Forking also refers to updates or splits in the system itself – new species of cryptocurrencies with different rules can’t still be called Bitcoin, for example, so they get to give themselves a new name. People can choose to switch over to this new stuff voluntarily, but doing so comes with a lot of risk – Bitcoin has forked in this way a little over a hundred times, and while many of those forks are successful… they aren’t as successful as the main lineage of Bitcoin.
As a side note, the US actually used to have this problem too: each colony had it’s own dollar. Trading sucked because the people trading couldn’t readily define how well a Virginia dollar was doing compared to a Rhode Island dollar when it came time to buy stuff from the market. Digital currency with a visible market price eliminates that issue to an extent, but not completely – without fiat behind them, anybody can make a currency, and all of those currencies without fiat have no guarantee of stability. See any number of pump-n-dump schemes. Could a good, stable currency fork outside of the blockchain conversation? The answer is as of yet unclear. All of this stuff is incredibly new, and it’s disingenuous to pretend it’s not new, and that it is for certain stable.
The Wallet Number
Banks give you an account number and a routing number. To route money to or from your account outside of your login or physical presence at the bank, you’d need both of those items. Notice that people can’t give you money without your permission. With OpenSeas, a popular NFT platform, if somebody knows your wallet information, they can just send you stuff. That doesn’t sound like a serious problem – it wasn’t one when this tech was brand new. It turned into a problem when people realized they could just plant NFTs with viruses associated to them via smart contracts into someone’s wallet, rendering that NFT a landmine. If BitCoin or any other major blockchain cryptocurrency system had been made with the same care debit cards have been given, this wouldn’t be happening to NFTs, the offshoot of those blockchain cryptocurrencies.

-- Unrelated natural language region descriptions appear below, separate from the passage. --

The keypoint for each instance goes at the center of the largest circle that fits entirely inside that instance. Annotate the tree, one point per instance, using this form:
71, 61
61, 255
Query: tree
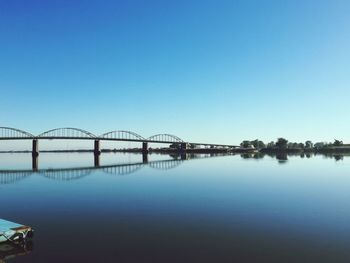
308, 144
246, 144
281, 143
258, 144
271, 145
337, 143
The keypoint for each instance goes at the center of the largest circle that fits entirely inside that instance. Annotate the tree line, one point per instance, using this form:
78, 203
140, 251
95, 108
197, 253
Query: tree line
284, 144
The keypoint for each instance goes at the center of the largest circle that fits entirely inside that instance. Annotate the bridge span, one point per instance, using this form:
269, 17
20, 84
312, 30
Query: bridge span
69, 133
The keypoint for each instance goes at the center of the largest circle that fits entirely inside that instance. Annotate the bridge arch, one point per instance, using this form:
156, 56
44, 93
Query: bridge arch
165, 137
165, 165
65, 174
121, 134
8, 132
66, 132
122, 169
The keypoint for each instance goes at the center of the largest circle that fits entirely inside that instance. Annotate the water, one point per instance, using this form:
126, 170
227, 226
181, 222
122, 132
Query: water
219, 209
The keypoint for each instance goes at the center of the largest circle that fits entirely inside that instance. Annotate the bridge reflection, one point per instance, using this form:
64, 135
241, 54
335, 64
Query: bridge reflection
76, 173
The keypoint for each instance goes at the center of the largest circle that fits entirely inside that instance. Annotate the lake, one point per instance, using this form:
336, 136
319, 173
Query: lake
167, 209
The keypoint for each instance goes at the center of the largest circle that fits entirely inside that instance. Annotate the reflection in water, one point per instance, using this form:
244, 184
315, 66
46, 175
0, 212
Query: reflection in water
223, 209
10, 250
282, 157
75, 173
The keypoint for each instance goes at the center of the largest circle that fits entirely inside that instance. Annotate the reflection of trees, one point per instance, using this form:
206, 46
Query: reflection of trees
338, 157
281, 157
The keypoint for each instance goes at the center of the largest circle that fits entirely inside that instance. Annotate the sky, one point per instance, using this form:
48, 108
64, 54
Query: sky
207, 70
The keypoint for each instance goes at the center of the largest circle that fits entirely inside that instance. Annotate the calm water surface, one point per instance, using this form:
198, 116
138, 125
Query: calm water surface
219, 209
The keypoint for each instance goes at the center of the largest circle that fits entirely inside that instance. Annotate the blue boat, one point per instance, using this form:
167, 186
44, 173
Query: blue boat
13, 232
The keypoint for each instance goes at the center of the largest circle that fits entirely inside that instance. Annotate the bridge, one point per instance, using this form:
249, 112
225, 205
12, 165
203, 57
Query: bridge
76, 173
69, 133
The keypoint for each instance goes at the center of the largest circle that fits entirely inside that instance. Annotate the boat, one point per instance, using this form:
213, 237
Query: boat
13, 232
9, 250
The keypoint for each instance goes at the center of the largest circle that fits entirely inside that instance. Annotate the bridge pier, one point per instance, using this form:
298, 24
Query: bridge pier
35, 162
96, 160
35, 148
183, 146
145, 147
97, 150
144, 158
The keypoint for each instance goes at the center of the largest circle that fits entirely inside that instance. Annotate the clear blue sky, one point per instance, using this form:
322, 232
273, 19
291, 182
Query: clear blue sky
207, 71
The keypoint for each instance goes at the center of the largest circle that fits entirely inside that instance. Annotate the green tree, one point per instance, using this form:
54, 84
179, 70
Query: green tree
337, 143
281, 143
246, 144
309, 145
258, 144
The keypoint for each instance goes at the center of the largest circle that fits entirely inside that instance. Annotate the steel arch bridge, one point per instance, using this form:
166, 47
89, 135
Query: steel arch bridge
66, 133
122, 136
70, 133
12, 133
165, 137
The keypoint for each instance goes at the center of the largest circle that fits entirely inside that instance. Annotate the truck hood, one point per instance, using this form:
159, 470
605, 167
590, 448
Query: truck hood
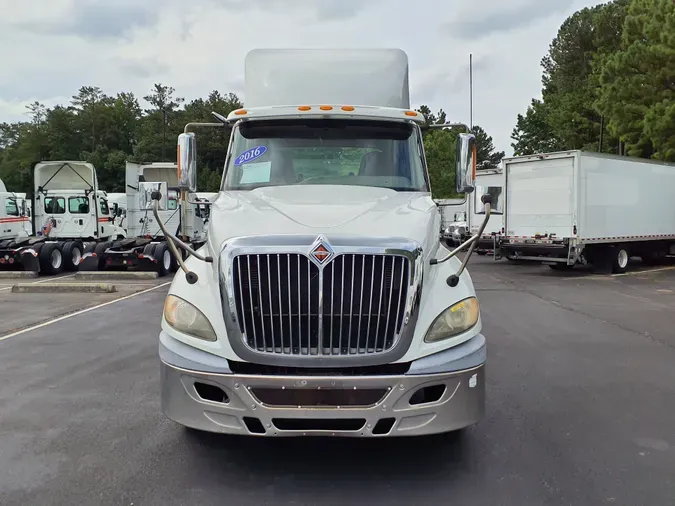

There’s a story about a professor trying to make a code that is nearly unbreakable even with the key, and he does so by using phone numbers in the phone book. Each phone number represents the first letter of the phone number owner’s last name. He says this code would take forever to solve, and it seems like it would – ten seemingly random digits for every single letter? Even a computer would struggle with that. Depending on how short the message is, it’s entirely possible to have a unique ten-digit code for every character. And then, a student raises their hand and asks – ‘what if we just called them and asked them what their name was?’ The professor, who’d come at this at an oblique angle, didn’t think about calling the numbers. Suddenly the code is very solvable by hand.
The problem with many of these NFT and Blockchain sites is that even when they’re working to make a legitimate product, they’re coming at it from the angle of someone who already has the supercomputer, somebody who already has the money to dump into the coins and then lose it. They want to make the wheel.
Not reinvent it – they want to make the wheel.
They want to make the wheel out of different materials.
They want to make a wheel out of glass.
They’re often the types of people to show up on Shark Tank with products like the Juicero – they’re recreating something with more complicated tech, not because it improves the product, but because the tech is available and obscure and sounds fancy. Security and privacy are going to be huge issues within the blockchain, which is ironic because Bitcoin took off when it made illegal buying and selling of drugs online easier.
Focus on security and an ‘undo’ button next – please.